Amina pairs women who have experience sexual violence with volunteers who have been through the same ordeal – and turns their perceived ‘victim’ status on its head. Rachel Bell reports

It is well documented that one in three women will be a victim of male sexual violence in her lifetime. Men and boys inflict violence on more than three million women in the UK every year. Child sex abuse, sexual harassment, sexual exploitation, stalking, domestic violence, trafficking, forced marriage and honour crimes are daily hazards for girls and women. Britain has long been living with a rape epidemic. A rape is reported to the police every 34 minutes. And how does our ‘civilised’ society guard against the normalization of male violence? Does our government send a clear message that abusing and raping girls and women is not acceptable? Does it send a clear message that it will look after the millions of women with shattered selves, suffering the same symptoms as veterans of war and victims of torture?

“It’s to our shame as a nation that we do not have a national 24-hour rape crisis helpline,” says Denise Marshall, director of Eaves and founder of the Amina scheme, which pairs women who experience sexual violence and volunteers with similar experiences. “I just can’t believe we don’t have enough rape crisis centres, I find it appalling. There’s one rape crisis centre in the whole of London, in Croyden, and that’s it.” The Eaves charity comprises Eaves Supported Housing, Eaves Women’s Aid, the Poppy Project, the only government-funded anti-trafficking project in the UK and the Lilith Project, which deals with all other forms of violence against women. The Amina scheme is part of Lilith. Denise Marshall is outraged at the paucity of services: “I’m a really big fighter in what I do. I’ve fought and I’ve argued for trafficked women, I’ve fought and argued for domestic violence. But for rape and sexual assault, we’ve got nothing, it’s less than nothing.”

A look at Map of Gaps and it’s easy to share Marshall’s anger. Compiled by the Child and Women Abuse Studies Unit at London Metropolitan University, the report shows the postcode lottery of support services, that unless you’re lucky enough to be raped in one in five local authorities at a particular time of day, you can forget getting help if you’re a victim of gender-based violence in the UK. The shameful services are not the only thing that compelled Marshall to set up the Amina scheme. The trigger came within her post as chair of the independent advisory group for the Sapphire Unit of the Metropolitan Police, which investigates rape, where Marshall was disturbed by the way a particular ‘victim’ was being used.
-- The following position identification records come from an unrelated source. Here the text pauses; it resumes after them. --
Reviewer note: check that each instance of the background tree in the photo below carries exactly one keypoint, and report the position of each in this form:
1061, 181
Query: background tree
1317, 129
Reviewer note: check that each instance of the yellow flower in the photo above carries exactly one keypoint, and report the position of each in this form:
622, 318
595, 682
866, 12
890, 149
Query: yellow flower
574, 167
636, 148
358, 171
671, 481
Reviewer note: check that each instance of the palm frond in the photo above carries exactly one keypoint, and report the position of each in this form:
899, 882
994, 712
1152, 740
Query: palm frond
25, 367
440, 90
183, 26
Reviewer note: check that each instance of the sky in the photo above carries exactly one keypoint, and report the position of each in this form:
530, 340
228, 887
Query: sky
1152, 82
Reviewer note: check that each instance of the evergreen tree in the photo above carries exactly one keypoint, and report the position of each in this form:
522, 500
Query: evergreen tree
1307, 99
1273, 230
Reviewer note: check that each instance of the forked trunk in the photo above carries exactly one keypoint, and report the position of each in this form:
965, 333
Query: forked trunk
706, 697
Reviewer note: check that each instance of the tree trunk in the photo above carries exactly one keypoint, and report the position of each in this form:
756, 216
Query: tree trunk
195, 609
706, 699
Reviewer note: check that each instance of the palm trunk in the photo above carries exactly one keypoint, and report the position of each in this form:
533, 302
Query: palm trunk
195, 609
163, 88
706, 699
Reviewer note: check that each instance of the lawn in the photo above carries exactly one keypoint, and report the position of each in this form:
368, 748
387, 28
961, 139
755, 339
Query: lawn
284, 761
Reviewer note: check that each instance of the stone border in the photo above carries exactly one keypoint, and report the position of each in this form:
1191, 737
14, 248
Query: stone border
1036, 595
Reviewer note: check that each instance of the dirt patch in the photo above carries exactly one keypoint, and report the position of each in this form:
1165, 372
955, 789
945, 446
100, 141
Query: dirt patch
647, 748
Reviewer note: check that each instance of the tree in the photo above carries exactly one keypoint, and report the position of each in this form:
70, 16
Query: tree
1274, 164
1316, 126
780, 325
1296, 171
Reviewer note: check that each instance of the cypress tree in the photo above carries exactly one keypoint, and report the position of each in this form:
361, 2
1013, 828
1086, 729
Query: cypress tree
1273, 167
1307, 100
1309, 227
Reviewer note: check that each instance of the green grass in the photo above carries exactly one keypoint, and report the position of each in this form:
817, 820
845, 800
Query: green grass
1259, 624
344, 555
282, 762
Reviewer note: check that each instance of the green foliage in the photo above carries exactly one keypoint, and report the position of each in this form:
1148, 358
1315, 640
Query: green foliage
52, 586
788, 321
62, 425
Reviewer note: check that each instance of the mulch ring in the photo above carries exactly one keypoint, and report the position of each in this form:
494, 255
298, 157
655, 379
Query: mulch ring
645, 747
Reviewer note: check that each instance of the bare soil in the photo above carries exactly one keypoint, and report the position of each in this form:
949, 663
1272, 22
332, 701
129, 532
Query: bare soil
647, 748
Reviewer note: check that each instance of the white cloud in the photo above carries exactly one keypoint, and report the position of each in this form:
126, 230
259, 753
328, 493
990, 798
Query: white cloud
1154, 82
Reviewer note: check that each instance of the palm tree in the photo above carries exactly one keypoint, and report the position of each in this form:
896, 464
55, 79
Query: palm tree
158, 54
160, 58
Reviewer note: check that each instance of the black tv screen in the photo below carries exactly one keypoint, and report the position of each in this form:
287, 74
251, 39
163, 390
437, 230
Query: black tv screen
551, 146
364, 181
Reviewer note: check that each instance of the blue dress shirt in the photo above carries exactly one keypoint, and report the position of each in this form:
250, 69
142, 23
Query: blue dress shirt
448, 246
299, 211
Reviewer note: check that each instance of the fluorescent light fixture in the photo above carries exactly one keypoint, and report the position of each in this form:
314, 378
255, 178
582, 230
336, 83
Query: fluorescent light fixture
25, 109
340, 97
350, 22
“A woman who’d been raped sat on the committee and, with the best will in the world, I felt it was very tokenistic, Marshall says. “She wanted to do something positive with her horrific experience, but because she wasn’t an agency or a professional, she wasn’t listened to, or given any opportunity to do so. It was a case of let’s hear about her rape and how grateful she is for the help she got. It wasn’t a real appointment.” Denise encountered the woman again at a conference on rape and sexual assualt. “It was like she was wheeled on as this token of universal victimhood. It didn’t give that woman any credit, or any strength, or any ability to take back her life. I found that exploitative and not the best use of a woman’s resource.”